Unilever (Q1 update 19 April)
A string of acquisitions for Unilever should help drive growth, as the firm reaps the benefit of synergies and new products that will boost volumes. Profits for the full year are expected to be at the upper end of the 3%-5% target. In addition, strong margins and healthy cash flow suggest that the dividend will remain strong, and at 18.9 times forward earnings, the shares are below the 20.2 two-year average. A return on invested capital of 18.5% is a remarkably strong number, and confirms both why Unilever is such a favourite among investors and why it remains a possible takeover target.
Unilever shares have suffered a sharp reverse, falling back below £40.00 having rebounded from £37.00. Further downside would likely see £38.08 and then £37.00 retested, with the latter coinciding with the post-July 2015 rising trend. Above £40.40, £40.86 comes into play, but a move above £41.10 is needed to suggest a broader turnaround is in play.

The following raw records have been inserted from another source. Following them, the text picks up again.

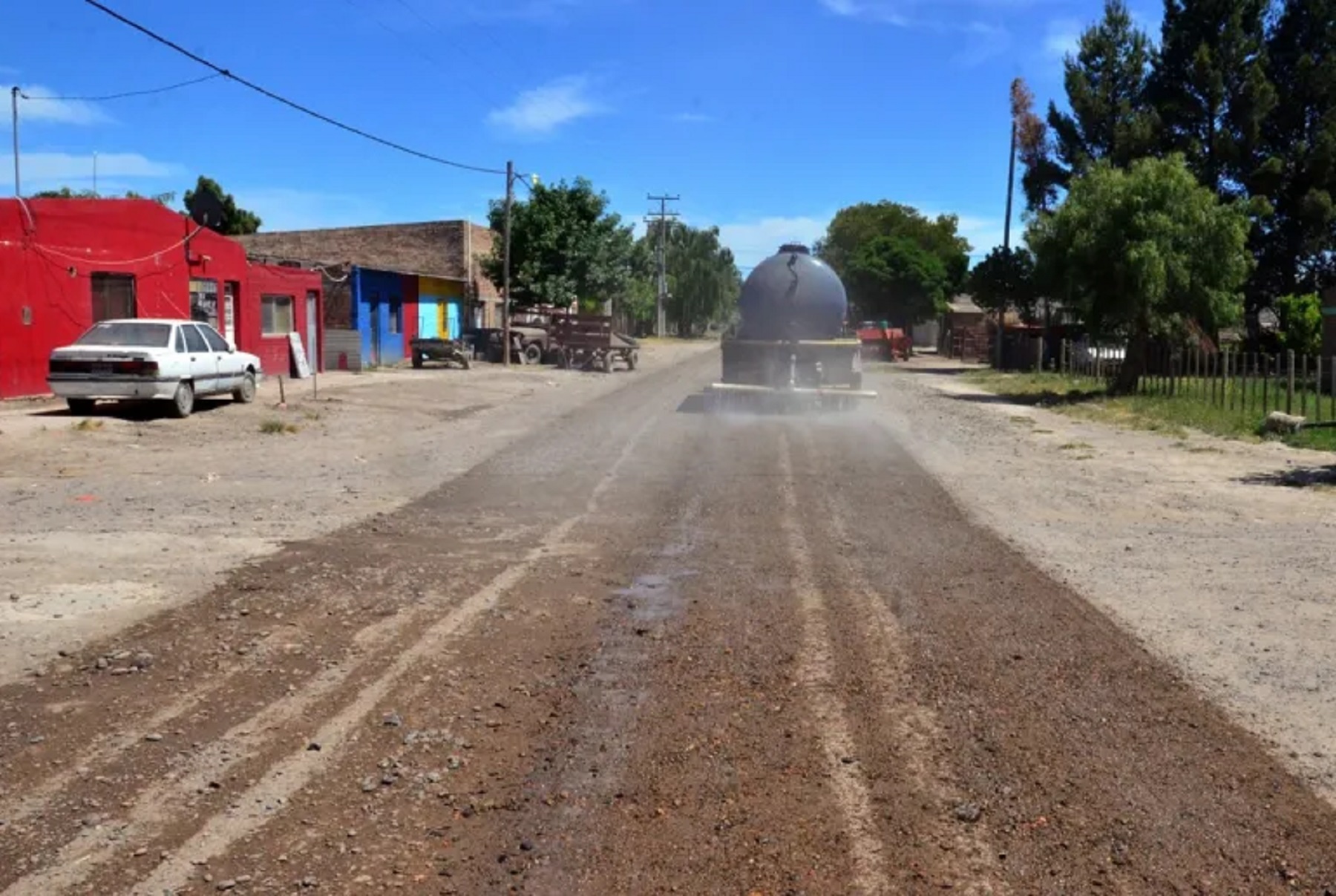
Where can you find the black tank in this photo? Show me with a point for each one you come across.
(793, 295)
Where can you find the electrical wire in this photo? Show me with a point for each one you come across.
(120, 97)
(277, 98)
(103, 262)
(437, 66)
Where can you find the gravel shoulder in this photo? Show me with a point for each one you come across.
(107, 520)
(1193, 545)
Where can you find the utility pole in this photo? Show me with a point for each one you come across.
(505, 277)
(1006, 232)
(661, 217)
(13, 106)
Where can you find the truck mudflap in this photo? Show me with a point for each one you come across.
(787, 390)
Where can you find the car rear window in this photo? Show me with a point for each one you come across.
(130, 333)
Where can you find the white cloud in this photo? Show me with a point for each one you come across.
(543, 110)
(982, 42)
(1061, 38)
(53, 170)
(35, 105)
(888, 11)
(286, 209)
(753, 242)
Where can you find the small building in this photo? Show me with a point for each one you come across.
(66, 264)
(963, 330)
(389, 284)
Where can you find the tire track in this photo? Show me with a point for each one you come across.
(300, 768)
(816, 675)
(91, 848)
(915, 730)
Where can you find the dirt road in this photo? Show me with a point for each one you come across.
(646, 650)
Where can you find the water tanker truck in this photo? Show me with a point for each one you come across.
(791, 347)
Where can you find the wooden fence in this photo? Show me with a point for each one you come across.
(1248, 382)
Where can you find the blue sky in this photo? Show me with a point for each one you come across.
(766, 117)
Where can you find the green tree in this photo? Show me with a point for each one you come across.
(1142, 250)
(703, 279)
(1296, 245)
(855, 226)
(564, 247)
(1005, 279)
(1300, 322)
(235, 220)
(66, 192)
(1108, 90)
(1041, 175)
(898, 279)
(1211, 90)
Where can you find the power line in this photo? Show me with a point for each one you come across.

Reckitt Benckiser (Q1 update 20 April)
Investors seem to be relieved that Reckitt Benckiser will not be pursuing the Pfizer Consumer Health business, allaying fears that the company would have to engage in fundraising to help pay for the deal. Top-line growth continues to recover, helped by improvement in the healthcare division. Strong fundamentals and a relatively low valuation, at 16 times forward earnings versus 19 times for rivals, should help support the share price.
Reckitt shares hit their lowest level since September 2015 in March, and a gap lower this week, as the stock went ex-dividend, may well spark a new move back to the March lows at £55.61. A rally above £62.62 would suggest an attempt to test the current descending trendline from the July 2017 high is in progress.